Exploring the Copyright Clearance Problem in Generative AI
Courts are exploring and deciding whether generative AI infringes copyright. In this article, let’s talk about what this means.
Copyright law in the United States is a complicated matter. It's understandable that those of us who aren't lawyers have a hard time figuring out what it really means and what it does and doesn't protect. Data scientists don’t spend a lot of time thinking about copyright issues unless we choose a license for an open source project. Even so, sometimes we just skip over this and don't really deal with it, even though we know we should.
But the legal community is starting to look closely at the copyright implications of the field of generative AI, which could have real consequences for our work. Before we discuss specifically how copyright impacts the field of generative AI, let’s first review the factual issues surrounding copyright.
copyright
- U.S. copyright law relates to so-called "original works." These works include such related content as: literature; dramatic pantomime and dance works to music; paintings, graphics and sculptural works; audiovisual works; sound recordings; derivative works; compilations; architectural projects.
- Content must be written or documented to be copyrightable. "Ideas are not copyrightable, only tangible forms of expression (such as books, plays, paintings, films or photographs) are copyrightable. Once you express your ideas in a fixed form - such as digital paintings, recordings A song, even a doodle on a napkin – if it’s an original work, it’s automatically protected by copyright.” – Electronic Frontier Foundation (https://www.eff.org/teachingcopyright/handouts#copyrightFAQ).

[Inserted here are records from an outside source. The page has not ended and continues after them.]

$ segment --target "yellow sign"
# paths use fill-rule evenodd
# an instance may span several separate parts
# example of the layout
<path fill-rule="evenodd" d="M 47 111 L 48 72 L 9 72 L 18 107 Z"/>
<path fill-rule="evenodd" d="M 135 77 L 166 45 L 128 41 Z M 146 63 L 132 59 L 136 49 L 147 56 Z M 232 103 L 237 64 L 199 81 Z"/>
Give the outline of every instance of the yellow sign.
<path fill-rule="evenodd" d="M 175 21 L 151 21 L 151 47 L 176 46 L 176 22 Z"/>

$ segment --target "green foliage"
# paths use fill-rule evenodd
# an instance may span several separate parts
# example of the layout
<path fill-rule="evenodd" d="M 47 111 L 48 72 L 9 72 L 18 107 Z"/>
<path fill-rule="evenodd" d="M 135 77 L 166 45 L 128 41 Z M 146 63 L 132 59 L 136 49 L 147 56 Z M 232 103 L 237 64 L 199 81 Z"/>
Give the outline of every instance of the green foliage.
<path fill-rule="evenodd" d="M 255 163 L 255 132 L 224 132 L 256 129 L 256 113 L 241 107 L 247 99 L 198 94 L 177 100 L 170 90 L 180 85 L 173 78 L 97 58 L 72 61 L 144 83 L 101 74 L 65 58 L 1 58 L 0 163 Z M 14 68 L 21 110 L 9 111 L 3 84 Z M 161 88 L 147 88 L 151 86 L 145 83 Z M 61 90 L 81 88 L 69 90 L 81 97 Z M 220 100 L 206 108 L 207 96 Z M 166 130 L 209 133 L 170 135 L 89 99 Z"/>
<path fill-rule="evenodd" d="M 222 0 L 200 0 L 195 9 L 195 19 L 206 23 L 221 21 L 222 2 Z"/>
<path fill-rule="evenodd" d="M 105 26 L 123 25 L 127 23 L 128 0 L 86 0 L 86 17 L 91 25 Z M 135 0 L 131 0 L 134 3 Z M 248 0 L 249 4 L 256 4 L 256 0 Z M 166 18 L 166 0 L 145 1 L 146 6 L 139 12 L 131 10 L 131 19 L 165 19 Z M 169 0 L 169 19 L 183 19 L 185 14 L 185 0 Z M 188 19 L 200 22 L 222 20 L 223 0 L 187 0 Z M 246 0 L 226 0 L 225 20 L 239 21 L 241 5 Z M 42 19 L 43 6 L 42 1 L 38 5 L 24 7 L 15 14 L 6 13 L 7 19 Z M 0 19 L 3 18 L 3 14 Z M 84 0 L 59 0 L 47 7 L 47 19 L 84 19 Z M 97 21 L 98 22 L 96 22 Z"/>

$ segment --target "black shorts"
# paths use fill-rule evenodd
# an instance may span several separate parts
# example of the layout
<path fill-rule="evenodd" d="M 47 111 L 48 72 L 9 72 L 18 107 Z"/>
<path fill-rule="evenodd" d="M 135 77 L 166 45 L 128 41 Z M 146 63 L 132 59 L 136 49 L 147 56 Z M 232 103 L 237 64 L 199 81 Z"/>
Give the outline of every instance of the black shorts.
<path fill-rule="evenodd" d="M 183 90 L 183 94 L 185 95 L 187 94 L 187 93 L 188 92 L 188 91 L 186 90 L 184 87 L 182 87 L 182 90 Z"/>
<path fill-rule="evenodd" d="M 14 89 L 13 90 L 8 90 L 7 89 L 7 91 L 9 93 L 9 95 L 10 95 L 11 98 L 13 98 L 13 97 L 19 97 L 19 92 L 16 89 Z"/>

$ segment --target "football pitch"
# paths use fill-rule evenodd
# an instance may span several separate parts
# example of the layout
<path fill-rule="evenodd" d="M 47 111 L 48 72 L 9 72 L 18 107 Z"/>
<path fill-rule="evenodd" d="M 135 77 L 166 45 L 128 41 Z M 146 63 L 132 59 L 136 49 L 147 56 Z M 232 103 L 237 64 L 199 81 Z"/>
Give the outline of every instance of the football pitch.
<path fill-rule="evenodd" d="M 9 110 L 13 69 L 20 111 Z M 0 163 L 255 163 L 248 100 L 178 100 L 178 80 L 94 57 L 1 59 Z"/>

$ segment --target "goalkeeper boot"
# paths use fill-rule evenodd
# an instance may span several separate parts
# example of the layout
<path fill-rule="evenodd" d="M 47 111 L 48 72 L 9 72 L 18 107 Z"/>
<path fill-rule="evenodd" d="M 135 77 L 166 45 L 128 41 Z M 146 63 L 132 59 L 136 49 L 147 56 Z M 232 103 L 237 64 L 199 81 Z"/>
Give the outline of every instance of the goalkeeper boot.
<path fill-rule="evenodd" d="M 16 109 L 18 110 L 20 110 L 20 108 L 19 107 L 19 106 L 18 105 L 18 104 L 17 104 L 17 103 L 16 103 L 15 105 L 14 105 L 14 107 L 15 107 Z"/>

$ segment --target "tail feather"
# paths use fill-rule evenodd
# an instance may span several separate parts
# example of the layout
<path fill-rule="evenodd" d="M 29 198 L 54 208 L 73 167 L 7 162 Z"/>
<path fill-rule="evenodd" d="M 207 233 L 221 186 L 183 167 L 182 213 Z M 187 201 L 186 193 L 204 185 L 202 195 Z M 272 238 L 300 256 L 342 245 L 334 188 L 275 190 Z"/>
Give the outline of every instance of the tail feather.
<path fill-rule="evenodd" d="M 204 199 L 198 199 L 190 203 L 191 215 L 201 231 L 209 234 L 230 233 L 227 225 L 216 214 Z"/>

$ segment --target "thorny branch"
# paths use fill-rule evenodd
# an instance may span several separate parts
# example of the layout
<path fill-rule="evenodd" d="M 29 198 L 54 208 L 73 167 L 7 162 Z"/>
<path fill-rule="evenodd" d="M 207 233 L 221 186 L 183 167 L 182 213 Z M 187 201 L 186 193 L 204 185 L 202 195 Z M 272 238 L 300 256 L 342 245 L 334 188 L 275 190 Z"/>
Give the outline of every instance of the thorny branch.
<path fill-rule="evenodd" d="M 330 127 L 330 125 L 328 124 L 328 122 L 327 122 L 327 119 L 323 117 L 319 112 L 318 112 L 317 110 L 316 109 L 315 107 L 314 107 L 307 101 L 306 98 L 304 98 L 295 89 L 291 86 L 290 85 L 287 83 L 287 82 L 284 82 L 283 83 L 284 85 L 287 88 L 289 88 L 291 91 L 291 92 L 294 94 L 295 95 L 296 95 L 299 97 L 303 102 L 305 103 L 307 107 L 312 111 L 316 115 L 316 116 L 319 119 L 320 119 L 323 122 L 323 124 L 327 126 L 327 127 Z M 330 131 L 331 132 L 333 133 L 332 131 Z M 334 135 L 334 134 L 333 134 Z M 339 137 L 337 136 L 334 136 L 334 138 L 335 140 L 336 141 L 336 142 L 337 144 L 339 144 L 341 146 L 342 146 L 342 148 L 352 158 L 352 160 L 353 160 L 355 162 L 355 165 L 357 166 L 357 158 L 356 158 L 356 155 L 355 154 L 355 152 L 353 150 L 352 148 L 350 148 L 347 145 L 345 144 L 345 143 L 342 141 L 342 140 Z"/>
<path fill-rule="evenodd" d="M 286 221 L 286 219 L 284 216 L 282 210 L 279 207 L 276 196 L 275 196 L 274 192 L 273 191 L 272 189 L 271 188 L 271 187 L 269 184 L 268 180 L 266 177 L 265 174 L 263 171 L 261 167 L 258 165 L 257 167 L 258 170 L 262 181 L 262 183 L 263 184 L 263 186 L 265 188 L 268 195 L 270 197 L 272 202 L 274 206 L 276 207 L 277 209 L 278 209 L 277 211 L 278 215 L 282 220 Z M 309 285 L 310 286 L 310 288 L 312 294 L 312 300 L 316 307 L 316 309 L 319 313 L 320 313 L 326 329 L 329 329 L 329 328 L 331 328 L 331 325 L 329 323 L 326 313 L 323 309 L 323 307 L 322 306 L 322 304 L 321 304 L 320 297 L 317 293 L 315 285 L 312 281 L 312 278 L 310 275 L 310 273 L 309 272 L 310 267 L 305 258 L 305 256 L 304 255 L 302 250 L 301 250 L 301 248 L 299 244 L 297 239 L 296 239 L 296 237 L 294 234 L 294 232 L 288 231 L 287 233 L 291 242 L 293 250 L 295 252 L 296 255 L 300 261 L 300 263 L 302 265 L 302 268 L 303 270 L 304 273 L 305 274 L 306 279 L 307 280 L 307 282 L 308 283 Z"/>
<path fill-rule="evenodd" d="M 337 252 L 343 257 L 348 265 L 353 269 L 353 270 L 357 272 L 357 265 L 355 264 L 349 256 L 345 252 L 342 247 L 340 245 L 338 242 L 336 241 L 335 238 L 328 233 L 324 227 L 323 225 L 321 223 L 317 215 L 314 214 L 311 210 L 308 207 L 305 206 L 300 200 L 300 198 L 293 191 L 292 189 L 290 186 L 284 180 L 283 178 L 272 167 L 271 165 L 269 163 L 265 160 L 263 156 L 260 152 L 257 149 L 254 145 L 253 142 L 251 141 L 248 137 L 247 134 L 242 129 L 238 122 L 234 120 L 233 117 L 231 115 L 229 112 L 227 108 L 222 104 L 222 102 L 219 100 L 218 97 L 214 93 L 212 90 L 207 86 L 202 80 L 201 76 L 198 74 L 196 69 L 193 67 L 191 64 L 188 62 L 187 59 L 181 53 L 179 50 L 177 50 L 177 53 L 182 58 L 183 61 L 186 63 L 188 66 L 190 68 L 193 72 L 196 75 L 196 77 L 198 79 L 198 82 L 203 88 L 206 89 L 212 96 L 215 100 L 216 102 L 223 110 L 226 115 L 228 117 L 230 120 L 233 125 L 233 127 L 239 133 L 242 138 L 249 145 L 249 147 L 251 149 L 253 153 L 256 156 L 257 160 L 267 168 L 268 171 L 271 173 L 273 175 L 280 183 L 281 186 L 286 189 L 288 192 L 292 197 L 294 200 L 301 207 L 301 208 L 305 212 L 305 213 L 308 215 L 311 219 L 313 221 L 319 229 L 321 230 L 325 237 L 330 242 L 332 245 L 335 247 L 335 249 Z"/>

- Being protected means that only the copyright holder (the author or creator, a descendant who inherits the rights, or the purchaser of the rights) can do these things, such as make and sell copies of the work, create derivative works from the original work, and publicly perform or Display works, etc.
- Copyright is not eternal, it ends after a certain period of time. Typically, this is 70 years after the author's death or 95 years after the content was published. (Anything before 1929 is generally "public domain" in the United States, meaning it is no longer protected by copyright.)
Why does copyright exist? The latest interpretation of the law holds that the point is not just to make creators rich, but to encourage creation so that we have a society that embraces artistic and cultural creativity. Basically, we exchange money with creators so they have an incentive to create great work for us. This means that many courts when hearing copyright cases ask, “Does this reproduction contribute to a creative, artistic and innovative society?” This is also taken into account when making decisions.
fair use
Furthermore, "fair use" is not a free pass to ignore copyright. There are four tests that determine whether a use of content is "fair use":
- Purpose and characteristics of the second use: Are you doing something innovative and different, or are you just copying the original? Is your new work itself innovative? If so, it's more likely fair use. Also, if your use is to make money, it's unlikely to be fair use.
- Nature of originality: If originality is creative, it is difficult to infringe copyright under fair use. If it's just facts, then you're more likely to make fair use (examples of this include: citing a research article or encyclopedia, etc.).
- Usage: Are you copying the entire content? Or just copy a paragraph or a short paragraph? It's important to use as little as possible for fair use, although sometimes you may need to use a lot in derivative works.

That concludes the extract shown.